Knn R, K-nearest neighbor classifier implementation in R programming from scratch
K-Nearest neighbor algorithm implement in R Programming from scratch
In the introduction to k-nearest-neighbor algorithm article, we have learned the core concepts of the knn algorithm. Also learned about the applications using knn algorithm to solve the real world problems.
In this post, we will be implementing K-Nearest Neighbor Algorithm on a dummy data set using R programming language from scratch. Along the way, we will implement a prediction model to predict classes for data.
Knn Implementation in R
Why we need to implement knn algorithm from scratch in R Programming Language
Implementation of K-Nearest Neighbor algorithm in R language from scratch will help us to apply the concepts of Knn algorithm. As we are going implement each every component of the knn algorithm and the other components like how to use the datasets and find the accuracy of our implemented model etc.
Problem Set
We will use a sample dataset extracted from ionosphere database by John Hopkins University. We have converted the database into a small dataset so as to simplify the learning curve for our readers.
Our objective is to program a Knn classifier in R programming language without using any machine learning package. We have two classes “g”(good) or “b”(bad), it is the response of radar from the ionosphere. The classifier could be capable of predicting “g” or “b” class for new records from training data.
Ionosphere Dataset Description
This dummy dataset consists of 6 attributes and 30 records.

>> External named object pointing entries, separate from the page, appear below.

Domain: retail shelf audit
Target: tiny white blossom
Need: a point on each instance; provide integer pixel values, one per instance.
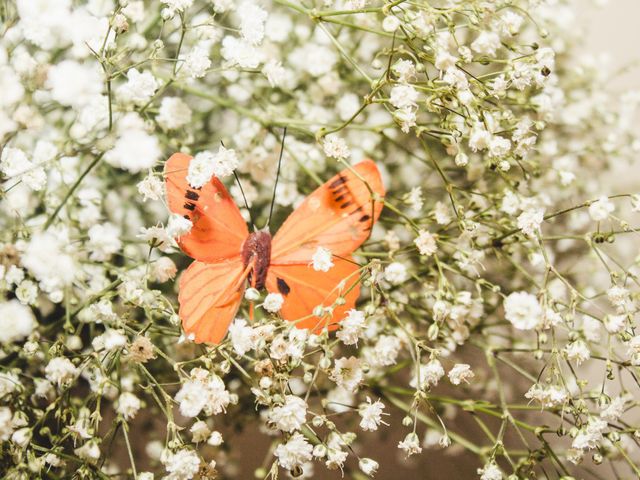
(290, 416)
(371, 414)
(294, 453)
(410, 444)
(461, 372)
(322, 260)
(601, 209)
(426, 242)
(336, 147)
(273, 302)
(523, 310)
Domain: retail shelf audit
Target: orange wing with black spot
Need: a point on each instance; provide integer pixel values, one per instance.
(211, 289)
(339, 216)
(218, 230)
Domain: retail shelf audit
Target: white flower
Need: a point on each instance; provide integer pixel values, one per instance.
(410, 444)
(74, 84)
(174, 113)
(427, 375)
(163, 270)
(613, 411)
(371, 414)
(215, 440)
(179, 5)
(395, 273)
(240, 52)
(336, 147)
(135, 150)
(530, 220)
(110, 340)
(347, 373)
(368, 466)
(182, 465)
(426, 243)
(486, 43)
(104, 241)
(140, 87)
(577, 351)
(322, 260)
(461, 372)
(61, 371)
(403, 96)
(14, 162)
(510, 22)
(178, 225)
(196, 62)
(615, 324)
(16, 321)
(242, 336)
(549, 396)
(523, 310)
(207, 164)
(601, 209)
(404, 69)
(89, 451)
(490, 471)
(590, 436)
(391, 23)
(6, 423)
(295, 452)
(203, 392)
(274, 71)
(273, 302)
(352, 327)
(199, 431)
(290, 416)
(386, 350)
(252, 20)
(128, 405)
(9, 383)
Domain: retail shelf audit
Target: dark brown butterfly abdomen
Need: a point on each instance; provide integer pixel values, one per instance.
(257, 248)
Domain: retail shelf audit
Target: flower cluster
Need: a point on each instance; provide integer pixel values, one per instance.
(497, 318)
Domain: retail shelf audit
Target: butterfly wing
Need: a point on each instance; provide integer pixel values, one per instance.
(218, 230)
(209, 297)
(339, 216)
(304, 289)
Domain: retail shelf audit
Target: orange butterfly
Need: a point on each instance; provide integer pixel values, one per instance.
(338, 215)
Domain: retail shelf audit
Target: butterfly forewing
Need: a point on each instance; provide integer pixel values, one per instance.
(338, 215)
(218, 230)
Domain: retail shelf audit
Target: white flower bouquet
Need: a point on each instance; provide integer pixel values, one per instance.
(487, 318)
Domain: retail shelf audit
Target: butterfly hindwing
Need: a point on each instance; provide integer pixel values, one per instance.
(338, 215)
(218, 230)
(304, 289)
(209, 297)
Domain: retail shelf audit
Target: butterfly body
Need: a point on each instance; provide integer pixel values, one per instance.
(257, 250)
(337, 216)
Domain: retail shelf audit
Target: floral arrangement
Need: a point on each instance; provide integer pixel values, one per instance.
(499, 298)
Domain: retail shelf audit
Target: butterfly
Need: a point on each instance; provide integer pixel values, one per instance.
(338, 216)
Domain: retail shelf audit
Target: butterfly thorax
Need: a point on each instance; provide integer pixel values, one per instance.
(257, 249)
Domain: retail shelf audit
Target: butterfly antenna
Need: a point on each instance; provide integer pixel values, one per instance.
(244, 197)
(275, 186)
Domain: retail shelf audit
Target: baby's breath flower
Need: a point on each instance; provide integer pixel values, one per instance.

Out Of these 5 attributes are continuous variables with values ranging from -1 to +1 i.e, [-1,+1]. Last(6th) attribute is a categorical variable with values as “g”(good) or “b”(bad) according to the definition summarized above. This is a binary classification task.
K-Nearest Neighbor Algorithm Pseudocode
Let (Xi, Ci) where i = 1, 2……., n be data points. Xi denotes feature values & Ci denotes labels for Xi for each i.
Assuming the number of classes as ‘c’
Ci ∈ {1, 2, 3, ……, c} for all values of i
Let x be a point for which label is not known, and we would like to find the label class using k-nearest neighbor algorithms.
Procedure:
- Calculate “d(x, xi)” i =1, 2, ….., n; where d denotes the Euclidean distance between the points.
- Arrange the calculated n Euclidean distances in non-decreasing order.
- Let k be a +ve integer, take the first k distances from this sorted list.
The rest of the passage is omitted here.